Starting at $126 per square foot | 512.264.1148 | www.kylebunting.com
Sky by Dennis Page Carved Art
Dennis Page and Woody Challis create heirloom rocking horses and one-horse carousels from their workshop in Riverton, Utah. It began in 2002, when a friend asked Page to carve a rocking horse for his granddaughter that replicated the saddlebred her mother rode as a child. At the time, Page was working in architectural carving in high-end construction, and by combining that experience with his life-long love of horses a new career path emerged. Thirteen years later, Page has created one-of-a-kind Western collectibles for clients across the globe. Working from photos, Challis and Page often create replicas of clients’ favorite horses. The rocking horse Sky is hand carved from maple and was created for the American Saddlebred Museum in Lexington, Kentucky.

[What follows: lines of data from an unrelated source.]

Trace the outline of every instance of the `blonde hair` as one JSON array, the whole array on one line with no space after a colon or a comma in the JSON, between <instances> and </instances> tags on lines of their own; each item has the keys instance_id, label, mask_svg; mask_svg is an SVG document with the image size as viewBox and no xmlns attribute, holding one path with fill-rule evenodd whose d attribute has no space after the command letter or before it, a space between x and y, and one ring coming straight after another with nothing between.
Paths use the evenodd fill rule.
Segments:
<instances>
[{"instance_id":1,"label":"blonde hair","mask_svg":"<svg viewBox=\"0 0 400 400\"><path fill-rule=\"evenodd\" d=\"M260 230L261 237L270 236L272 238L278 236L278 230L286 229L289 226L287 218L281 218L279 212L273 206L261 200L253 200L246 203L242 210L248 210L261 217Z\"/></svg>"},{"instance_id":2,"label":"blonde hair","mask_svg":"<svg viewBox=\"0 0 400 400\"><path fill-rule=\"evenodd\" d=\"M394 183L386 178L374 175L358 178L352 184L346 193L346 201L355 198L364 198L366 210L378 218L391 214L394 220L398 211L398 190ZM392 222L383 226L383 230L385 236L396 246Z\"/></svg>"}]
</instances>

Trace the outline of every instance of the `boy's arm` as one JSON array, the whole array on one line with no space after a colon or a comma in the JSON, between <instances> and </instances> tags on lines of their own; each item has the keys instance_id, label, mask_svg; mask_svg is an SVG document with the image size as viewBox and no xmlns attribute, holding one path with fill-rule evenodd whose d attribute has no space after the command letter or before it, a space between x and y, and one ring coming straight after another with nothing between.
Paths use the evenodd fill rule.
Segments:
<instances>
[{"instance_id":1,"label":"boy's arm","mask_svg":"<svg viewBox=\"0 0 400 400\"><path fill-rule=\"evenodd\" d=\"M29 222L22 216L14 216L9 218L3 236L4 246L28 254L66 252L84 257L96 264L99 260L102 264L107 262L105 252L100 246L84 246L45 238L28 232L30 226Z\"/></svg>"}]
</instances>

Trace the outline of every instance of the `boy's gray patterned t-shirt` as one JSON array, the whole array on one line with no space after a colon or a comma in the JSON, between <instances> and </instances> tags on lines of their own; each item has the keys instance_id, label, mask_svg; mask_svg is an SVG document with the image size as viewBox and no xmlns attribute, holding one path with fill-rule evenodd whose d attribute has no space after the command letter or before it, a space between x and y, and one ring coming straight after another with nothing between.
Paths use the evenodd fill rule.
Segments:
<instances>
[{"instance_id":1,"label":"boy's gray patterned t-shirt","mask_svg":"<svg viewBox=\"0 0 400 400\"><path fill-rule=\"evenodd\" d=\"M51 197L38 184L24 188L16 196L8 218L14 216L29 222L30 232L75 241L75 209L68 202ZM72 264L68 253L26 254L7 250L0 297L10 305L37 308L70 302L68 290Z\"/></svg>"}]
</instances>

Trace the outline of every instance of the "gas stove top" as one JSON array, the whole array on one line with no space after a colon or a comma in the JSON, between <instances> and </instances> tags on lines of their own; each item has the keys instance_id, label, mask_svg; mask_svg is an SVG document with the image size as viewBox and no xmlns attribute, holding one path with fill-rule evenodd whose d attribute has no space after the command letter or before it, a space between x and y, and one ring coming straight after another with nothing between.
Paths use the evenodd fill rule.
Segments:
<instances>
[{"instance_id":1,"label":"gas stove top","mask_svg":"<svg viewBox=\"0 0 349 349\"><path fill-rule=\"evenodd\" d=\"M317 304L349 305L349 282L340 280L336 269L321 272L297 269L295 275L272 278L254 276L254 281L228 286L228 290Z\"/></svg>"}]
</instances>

$8,500 6 feet x 15 inches | 801.654.8709 | www.carvedhorses.com
Salad Set by Sterling and Steel
Harry and Nicole Hansen are both second-generation metalsmiths and the founders of Sterling and Steel, a company that creates sculptural, hand-forged housewares. This Salad Set was formed using heat and hammers, transforming unwitting silver and stainless steel into material that’s “soft as silk.” The uniqueness of a hand-forged object is evident, with nuances in its design impossible to recreate in a factory. Because each piece is created by hand, the Hansens can incorporate sentimental pieces of steel from a client’s ranch or homestead in their design, repurposing an old, loved object into an heirloom. “Handmade objects have a connection to the heart,” the couple explained. “They invite a relationship that, like the metal we forge, grows stronger over a lifetime and beyond.”
$530 | 10.25 x 2.5 inches | 719.539.5499 | www.sterlingandsteel.com
Swift Current Cabinet by Nick Boynton
Born and raised in San Francisco, Nick Boynton moved to Missoula, Montana, in 1979, where he currently designs and builds furniture with a Japanese influence. “Everything has a flare [inJapanese design]. All of the ends have a subtle motion,” he says, explaining that he draws inspiration from Japanese architecture, flower arrangements, bonsai plants and calligraphy. Made of cherry and walnut with a strong linear grain, the Swift Current Cabinet can be recreated with a customized interior to meet your needs.
$5,000 | 60 x 24 x 18 inches | 406.544.0102 | www.nickboyntonfurniture.com
Cascading Water Chandelier by Cleveland Art
While working at his family’s salvage yard as a young man, Jason Wein saw the potential in repurposing industrial machinery and objects into functional design. His passion for saving industry artifacts lead to the creation of his company, Cleveland Art, about 20 years ago. With a large library of objects acquired from old factories, steel mills, foundries and schools, Wein creates light fixtures, furniture and retail displays for homes, businesses and restaurants, with the ability to create sets or duplicates. The Cascading Water Chandelier is made of clear, partially-recycled glass, a vintage factory wheel and welded motorcycle chain. It’s an example of the repurposed beauty that keeps Cleveland Art at the forefront of vintage design.